The New York Times has fired its executive editor, Jill Abramson, ending a stormy three-year tenure by the first woman to lead the prestigious newspaper in its 163-year history.
The Times said Abramson would be succeeded by her top deputy, managing editor Dean Baquet. A former Los Angeles Times editor, Baquet becomes the first black chief editor of TheNew York Times.
Abramson, who worked in Washington for The Wall Street Journal and was later the Times' Washington bureau chief, was sacked by Arthur Sulzberger Jnr, chairman of the New York Times Co and publisher of the paper.
In remarks to the newspaper's journalists disclosing the management change, Sulzberger never explicitly said Abramson, 60, had been fired.
But he made no effort to suggest that she was leaving of her own accord. He said he chose "to appoint a new leader for our newsroom because I believe that new leadership will improve some aspects of the management of the newsroom".
Baquet, 57, said in a statement: "It is an honour to be asked to lead the only newsroom in the country that is actually better than it was a generation ago, one that approaches the world with wonder and ambition every day."
Abramson and Baquet had reportedly clashed over the newspaper's daily direction and management.
Some at the Times have been critical of Abramson's "aloof'" management style and her appointments, which favoured younger journalists over more experienced Times veterans.
Abramson had also clashed with Sulzberger recently, but it was unclear what their differences were.

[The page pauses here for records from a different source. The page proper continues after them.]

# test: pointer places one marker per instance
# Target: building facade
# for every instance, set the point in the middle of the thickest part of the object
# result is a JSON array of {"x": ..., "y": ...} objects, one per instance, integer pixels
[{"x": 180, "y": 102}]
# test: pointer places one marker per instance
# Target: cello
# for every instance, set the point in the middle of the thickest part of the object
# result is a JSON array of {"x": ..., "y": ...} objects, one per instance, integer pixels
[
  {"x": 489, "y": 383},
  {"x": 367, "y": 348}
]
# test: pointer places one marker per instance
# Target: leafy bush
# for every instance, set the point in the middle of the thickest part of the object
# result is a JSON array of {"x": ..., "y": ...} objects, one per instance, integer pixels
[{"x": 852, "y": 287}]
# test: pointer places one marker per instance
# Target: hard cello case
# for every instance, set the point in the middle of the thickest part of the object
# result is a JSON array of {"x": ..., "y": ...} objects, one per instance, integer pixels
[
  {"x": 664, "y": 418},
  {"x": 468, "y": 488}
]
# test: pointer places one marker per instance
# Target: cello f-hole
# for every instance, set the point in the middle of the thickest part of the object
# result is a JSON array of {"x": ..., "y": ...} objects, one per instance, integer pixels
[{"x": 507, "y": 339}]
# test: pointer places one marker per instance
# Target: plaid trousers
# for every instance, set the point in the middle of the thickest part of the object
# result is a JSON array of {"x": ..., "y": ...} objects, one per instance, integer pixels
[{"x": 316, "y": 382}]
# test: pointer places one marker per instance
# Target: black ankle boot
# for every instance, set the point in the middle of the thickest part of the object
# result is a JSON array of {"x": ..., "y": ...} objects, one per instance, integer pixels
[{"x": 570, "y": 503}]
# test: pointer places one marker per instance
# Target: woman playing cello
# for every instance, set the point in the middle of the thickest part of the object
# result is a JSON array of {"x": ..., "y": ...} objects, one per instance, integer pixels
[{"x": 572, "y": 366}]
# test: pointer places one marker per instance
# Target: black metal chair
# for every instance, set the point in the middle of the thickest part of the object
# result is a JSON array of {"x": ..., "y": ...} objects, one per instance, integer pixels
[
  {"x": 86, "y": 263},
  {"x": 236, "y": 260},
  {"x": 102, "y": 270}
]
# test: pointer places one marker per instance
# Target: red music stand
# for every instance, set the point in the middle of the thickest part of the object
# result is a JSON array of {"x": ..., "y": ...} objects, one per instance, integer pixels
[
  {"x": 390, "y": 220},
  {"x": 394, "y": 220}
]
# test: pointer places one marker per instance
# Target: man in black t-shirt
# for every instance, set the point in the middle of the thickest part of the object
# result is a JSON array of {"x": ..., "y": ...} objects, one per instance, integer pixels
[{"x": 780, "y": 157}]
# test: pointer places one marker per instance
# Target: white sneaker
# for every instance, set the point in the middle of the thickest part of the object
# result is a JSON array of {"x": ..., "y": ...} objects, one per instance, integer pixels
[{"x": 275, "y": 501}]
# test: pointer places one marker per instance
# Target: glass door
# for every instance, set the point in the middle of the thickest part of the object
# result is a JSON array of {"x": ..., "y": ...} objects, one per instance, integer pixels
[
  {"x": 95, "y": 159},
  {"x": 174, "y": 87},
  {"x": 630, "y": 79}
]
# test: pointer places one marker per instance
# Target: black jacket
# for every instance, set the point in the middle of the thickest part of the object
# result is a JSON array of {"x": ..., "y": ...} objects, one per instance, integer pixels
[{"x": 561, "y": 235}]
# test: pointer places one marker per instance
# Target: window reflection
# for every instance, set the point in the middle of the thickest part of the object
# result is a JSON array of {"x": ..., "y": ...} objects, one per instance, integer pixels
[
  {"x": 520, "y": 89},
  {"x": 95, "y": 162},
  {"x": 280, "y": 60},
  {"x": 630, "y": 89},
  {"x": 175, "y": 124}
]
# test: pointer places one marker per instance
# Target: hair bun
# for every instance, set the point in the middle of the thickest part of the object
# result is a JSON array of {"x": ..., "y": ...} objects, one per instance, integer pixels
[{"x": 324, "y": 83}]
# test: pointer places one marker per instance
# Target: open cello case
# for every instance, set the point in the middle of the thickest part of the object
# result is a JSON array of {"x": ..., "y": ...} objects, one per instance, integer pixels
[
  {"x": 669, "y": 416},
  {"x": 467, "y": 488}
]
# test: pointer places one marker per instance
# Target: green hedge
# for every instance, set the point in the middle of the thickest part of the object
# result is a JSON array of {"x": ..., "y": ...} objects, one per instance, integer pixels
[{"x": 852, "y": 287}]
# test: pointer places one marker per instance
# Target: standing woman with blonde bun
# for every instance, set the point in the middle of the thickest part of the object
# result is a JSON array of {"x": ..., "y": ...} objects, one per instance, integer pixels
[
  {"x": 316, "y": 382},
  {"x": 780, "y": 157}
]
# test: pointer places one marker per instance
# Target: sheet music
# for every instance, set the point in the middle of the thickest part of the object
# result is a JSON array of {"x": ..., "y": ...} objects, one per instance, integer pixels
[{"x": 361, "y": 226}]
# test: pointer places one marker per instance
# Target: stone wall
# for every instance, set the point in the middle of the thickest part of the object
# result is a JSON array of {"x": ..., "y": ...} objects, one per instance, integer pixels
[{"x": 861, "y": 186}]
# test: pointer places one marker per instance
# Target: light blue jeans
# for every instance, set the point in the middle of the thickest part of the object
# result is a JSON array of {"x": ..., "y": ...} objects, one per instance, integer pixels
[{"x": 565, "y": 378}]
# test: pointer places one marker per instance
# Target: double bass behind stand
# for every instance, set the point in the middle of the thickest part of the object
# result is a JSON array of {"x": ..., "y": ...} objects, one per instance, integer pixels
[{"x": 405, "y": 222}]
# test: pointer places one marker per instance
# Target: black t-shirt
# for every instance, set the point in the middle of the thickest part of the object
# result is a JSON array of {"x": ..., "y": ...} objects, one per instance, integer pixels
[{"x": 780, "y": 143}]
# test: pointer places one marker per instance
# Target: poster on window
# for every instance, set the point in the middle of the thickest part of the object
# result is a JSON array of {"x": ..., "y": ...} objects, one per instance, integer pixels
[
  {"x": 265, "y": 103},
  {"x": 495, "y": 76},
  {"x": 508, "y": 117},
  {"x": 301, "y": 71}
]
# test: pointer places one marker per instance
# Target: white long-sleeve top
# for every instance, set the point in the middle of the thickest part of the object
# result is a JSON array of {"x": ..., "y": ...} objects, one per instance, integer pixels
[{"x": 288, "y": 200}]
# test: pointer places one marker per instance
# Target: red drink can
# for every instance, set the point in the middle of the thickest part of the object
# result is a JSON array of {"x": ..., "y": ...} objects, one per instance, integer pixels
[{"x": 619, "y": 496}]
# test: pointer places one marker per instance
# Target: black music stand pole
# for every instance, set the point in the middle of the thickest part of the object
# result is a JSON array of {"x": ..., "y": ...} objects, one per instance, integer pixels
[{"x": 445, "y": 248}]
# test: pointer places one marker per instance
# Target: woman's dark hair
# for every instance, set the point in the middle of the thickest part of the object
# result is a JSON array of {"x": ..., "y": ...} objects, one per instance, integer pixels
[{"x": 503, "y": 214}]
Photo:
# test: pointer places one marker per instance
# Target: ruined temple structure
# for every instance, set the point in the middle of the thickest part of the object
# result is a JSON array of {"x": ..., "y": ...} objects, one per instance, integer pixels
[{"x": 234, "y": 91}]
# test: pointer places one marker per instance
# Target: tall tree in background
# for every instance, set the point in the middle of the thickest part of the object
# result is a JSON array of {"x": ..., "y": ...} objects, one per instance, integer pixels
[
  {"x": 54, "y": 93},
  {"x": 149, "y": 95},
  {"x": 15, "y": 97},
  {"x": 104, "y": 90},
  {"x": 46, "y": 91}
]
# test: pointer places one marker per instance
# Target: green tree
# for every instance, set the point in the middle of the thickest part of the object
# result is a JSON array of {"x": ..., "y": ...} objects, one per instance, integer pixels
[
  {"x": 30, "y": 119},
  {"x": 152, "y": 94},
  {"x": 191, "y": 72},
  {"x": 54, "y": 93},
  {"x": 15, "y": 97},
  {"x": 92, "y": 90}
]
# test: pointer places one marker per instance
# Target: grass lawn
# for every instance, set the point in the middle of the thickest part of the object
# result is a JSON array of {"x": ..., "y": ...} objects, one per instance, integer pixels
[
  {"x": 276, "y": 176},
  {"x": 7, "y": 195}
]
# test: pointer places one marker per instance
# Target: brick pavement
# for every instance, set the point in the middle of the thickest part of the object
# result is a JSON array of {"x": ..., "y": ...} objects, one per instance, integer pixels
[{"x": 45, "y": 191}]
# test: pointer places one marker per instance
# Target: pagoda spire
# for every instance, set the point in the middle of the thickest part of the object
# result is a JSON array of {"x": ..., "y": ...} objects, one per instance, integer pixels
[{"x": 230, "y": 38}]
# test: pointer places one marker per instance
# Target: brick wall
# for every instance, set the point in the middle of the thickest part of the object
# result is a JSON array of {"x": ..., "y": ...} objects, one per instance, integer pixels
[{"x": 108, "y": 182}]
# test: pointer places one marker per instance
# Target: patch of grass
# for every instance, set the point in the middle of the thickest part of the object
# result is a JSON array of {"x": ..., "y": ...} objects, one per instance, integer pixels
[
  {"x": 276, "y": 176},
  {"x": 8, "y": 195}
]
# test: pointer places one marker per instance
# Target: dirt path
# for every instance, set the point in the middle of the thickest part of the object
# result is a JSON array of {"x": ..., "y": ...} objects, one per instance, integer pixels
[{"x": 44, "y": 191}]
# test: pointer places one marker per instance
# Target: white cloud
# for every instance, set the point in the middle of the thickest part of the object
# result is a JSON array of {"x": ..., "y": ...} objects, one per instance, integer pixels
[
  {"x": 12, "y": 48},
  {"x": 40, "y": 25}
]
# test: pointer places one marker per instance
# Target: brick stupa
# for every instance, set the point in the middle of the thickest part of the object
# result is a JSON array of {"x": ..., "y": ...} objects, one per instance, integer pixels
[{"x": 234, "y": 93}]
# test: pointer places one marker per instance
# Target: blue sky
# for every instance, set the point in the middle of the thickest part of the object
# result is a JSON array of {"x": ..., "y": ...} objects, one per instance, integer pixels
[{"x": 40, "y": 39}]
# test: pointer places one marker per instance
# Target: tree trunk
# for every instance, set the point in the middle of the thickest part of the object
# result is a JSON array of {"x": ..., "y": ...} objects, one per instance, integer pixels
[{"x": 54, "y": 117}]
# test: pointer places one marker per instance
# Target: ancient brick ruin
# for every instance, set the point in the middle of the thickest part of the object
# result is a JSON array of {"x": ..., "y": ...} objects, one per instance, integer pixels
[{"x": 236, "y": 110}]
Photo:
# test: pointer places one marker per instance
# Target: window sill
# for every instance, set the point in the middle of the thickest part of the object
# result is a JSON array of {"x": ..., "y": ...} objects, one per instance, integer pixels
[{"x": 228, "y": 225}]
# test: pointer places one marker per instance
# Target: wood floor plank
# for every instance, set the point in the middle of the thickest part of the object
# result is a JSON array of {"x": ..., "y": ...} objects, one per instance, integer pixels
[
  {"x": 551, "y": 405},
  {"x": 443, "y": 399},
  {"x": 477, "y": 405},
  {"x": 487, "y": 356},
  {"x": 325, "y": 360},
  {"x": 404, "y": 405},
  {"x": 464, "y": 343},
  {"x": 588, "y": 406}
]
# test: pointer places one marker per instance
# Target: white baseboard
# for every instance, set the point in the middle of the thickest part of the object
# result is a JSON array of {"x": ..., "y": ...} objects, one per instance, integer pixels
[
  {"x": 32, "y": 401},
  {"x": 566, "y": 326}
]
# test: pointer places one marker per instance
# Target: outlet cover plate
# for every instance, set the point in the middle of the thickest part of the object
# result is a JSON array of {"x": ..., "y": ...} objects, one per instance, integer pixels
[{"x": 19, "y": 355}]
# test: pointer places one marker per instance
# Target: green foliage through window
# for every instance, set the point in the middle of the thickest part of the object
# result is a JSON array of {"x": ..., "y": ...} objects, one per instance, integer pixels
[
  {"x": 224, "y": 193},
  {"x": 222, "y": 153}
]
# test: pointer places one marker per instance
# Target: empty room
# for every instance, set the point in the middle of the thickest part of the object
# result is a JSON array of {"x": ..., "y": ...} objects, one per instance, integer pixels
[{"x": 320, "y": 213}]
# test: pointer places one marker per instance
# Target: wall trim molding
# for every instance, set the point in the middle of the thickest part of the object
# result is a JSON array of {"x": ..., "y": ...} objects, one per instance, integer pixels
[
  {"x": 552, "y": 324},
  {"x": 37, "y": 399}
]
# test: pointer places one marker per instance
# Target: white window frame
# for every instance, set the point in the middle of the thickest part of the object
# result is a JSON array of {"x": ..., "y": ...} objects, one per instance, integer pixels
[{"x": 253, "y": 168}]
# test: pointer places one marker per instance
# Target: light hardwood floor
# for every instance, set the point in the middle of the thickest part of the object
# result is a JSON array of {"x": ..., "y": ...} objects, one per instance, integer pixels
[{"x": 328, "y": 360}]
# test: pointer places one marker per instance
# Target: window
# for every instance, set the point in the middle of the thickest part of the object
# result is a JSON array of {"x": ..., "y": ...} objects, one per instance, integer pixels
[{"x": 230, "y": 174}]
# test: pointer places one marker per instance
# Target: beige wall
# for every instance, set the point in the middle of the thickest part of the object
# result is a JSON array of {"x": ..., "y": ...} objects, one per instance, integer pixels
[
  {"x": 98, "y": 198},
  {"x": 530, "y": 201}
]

Another factor, they said, was Abramson's souring relationship with Mark Thompson, chief executive of the New York Times Co and a former journalist at the BBC whom Sulzberger recruited to the company in 2012.
A former Times executive said the relationship with Thompson got off to a rocky start when the newspaper pursued allegations of widespread sexual abuse by Jimmy Savile, the BBC television presenter who died in 2011.
Thompson headed the BBC when the allegations came to light. A point of particular friction was when the Times published an article in November 2012 that raised questions over whether Thompson had been truthful about when he learned of the allegations.
According to the former Times executive, Sulzberger was also dismayed when Abramson didn't initially head to the newsroom after Hurricane Sandy hit the New York metropolitan area in October 2012.
Her absence gave the impression that she wasn't sufficiently engaged in the day-to-day management of a major story, and this was intensified by Abramson's absences to attend conferences and speaking engagements, the executive said.
There were also clashes with Thompson over his emphasis on increasing the Times' digital video offerings and hiring of more digital editors.
The sacking of Abramson shocked many at the Times and elsewhere. The newspaper has rarely replaced its top editor before retirement. Abramson's immediate predecessor, Bill Keller, held the job for eight years.
She is the second Times editor since 2003 to leave the job prematurely. The first was Howell Raines, who resigned that year amid a scandal involving plagiarism and concocted stories by a Times reporter, Jayson Blair.
In a statement released by the Times, Abramson said: "I've loved my run at the Times. I got to work with the best journalists in the world doing so much stand-up journalism."
She noted that her appointment of woman senior editors was one of her achievements.